Le générique du film de Bava est étonnant : il met en scène les interprètes du film, sur un mode très « télévisuel », fixant la caméra et se tenant auprès de mannequins d’osier, semblant représenter les personnages avec autant de vérité que leurs propres interprètes : ce sont des coquilles vides. Cette « artificialité » des protagonistes, leur superficialité, et pour tout dire la franche antipathie qu’ils inspirent, se fondent avec le sous-texte du film, qui déroule un rapprochement cinglant entre l’exploitation mercantile du corps de la femme dans le milieu de la mode et les propres agissements du tueur. Bava ne peut pas le savoir à ce moment là, mais ce sous-texte se prête aussi à merveille à un parallèle avec les propres promoteurs du genre, quand une vague de gialli mettant en scène meurtres violents de jeunes filles dénudées déferlera sur les écrans 5 ou 6 ans plus tard…

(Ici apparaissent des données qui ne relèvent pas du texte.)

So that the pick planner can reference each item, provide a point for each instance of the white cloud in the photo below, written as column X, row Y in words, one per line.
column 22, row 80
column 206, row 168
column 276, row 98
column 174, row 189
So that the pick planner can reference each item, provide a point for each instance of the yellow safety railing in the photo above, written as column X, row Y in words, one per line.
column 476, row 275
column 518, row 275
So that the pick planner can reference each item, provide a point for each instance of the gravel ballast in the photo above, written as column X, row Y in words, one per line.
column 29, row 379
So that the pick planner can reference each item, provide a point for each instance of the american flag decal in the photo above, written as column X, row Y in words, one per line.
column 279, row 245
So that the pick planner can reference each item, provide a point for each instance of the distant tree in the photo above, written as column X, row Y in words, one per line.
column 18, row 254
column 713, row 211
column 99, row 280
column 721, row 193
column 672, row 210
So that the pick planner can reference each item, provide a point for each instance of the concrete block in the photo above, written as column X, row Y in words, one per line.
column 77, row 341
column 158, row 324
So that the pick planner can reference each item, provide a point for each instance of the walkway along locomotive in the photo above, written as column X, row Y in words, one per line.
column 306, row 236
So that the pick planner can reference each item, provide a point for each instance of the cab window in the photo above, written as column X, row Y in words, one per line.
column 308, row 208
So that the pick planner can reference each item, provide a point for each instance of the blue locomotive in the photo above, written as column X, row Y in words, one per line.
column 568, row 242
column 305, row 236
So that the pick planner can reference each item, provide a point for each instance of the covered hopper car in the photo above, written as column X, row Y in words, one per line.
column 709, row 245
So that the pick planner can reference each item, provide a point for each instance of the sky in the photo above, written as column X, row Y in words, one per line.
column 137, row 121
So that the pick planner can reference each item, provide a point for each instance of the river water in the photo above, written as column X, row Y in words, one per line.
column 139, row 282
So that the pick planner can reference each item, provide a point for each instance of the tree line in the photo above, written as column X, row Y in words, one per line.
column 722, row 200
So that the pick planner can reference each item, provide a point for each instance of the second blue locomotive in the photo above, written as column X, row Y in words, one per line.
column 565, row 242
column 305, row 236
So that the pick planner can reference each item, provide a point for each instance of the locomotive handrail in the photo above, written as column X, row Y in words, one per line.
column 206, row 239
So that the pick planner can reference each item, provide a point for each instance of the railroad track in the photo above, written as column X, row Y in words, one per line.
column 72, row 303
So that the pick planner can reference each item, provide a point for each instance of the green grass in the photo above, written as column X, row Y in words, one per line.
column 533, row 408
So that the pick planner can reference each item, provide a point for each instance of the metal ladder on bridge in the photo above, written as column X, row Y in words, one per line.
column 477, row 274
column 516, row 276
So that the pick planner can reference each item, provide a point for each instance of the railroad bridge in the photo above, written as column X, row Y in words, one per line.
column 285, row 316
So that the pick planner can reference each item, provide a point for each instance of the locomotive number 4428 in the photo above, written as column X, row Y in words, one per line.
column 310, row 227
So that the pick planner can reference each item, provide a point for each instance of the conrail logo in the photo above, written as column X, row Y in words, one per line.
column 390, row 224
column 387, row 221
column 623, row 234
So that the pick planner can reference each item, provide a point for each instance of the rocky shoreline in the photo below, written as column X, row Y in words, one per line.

Bava reviendra dans les années qui suivront au genre qu’il a fondé, avec plus ou moins de bonheur. Ainsi, si Une Hache pour la Lune de Miel en 1969 (qui n’est pas unanimement considéré comme un giallo non plus ; ce n’est pas un whodunit, par exemple) est un film mineur mais très réussi, explorant sur un mode caustique la dimension psychanalytique du giallo et notamment le thème de la scène primitive (le trauma initial qui fonde les actes du tueur), L’Ile de l’Epouvante en 1970, variation sur la trame de Dix Petits Nègres d’Agatha Christie, dont Bava détestait le scénario (et en aurait apparemment sabordé le dénouement), est une franche déception, malgré quelques bonnes idées. Un échec qui aura tout de même le mérite d’annoncer l’effort suivant de Bava dans le genre, le troisième apport majeur de ce cinéaste au giallo : La Baie Sanglante (1971), à la fois réussite éclatante et tentative parmi les plus originales de variation sur le canevas du giallo. Entamé sous le titre de travail bien plus évocateur de Réaction en chaîne, le film décrit moins les agissements d’un tueur « classique » de giallo qu’une succession ininterrompue de meurtres (treize au total) reposant sur le principe suivant : la victime d’un des meurtres est le coupable du meurtre précédent (d’où la pertinence du titre de travail). Ce principe, repris par William Friedkin pour les besoins de Cruising avec Al Pacino en 1980 (6), permet au réalisateur de déployer des trésors d’idées de mise en scène (comme la vision de ces deux amants empalés, ensemble, pendant l’acte sexuel, qui renvoie à celle d’un entomologiste étudiant des papillons au début de film), et toute sa misanthropie féroce, faisant du véritable « tueur démiurgique » du film la baie du titre elle-même, témoin silencieux des différentes manœuvres des personnages pour s’emparer de ses ressources, et victorieuse à la fin (après un dénouement qui laisse pantois).
Bava a créé le genre et lui a donné quelques-uns de ses plus beaux fleurons, mais la relève ne va pas se faire attendre.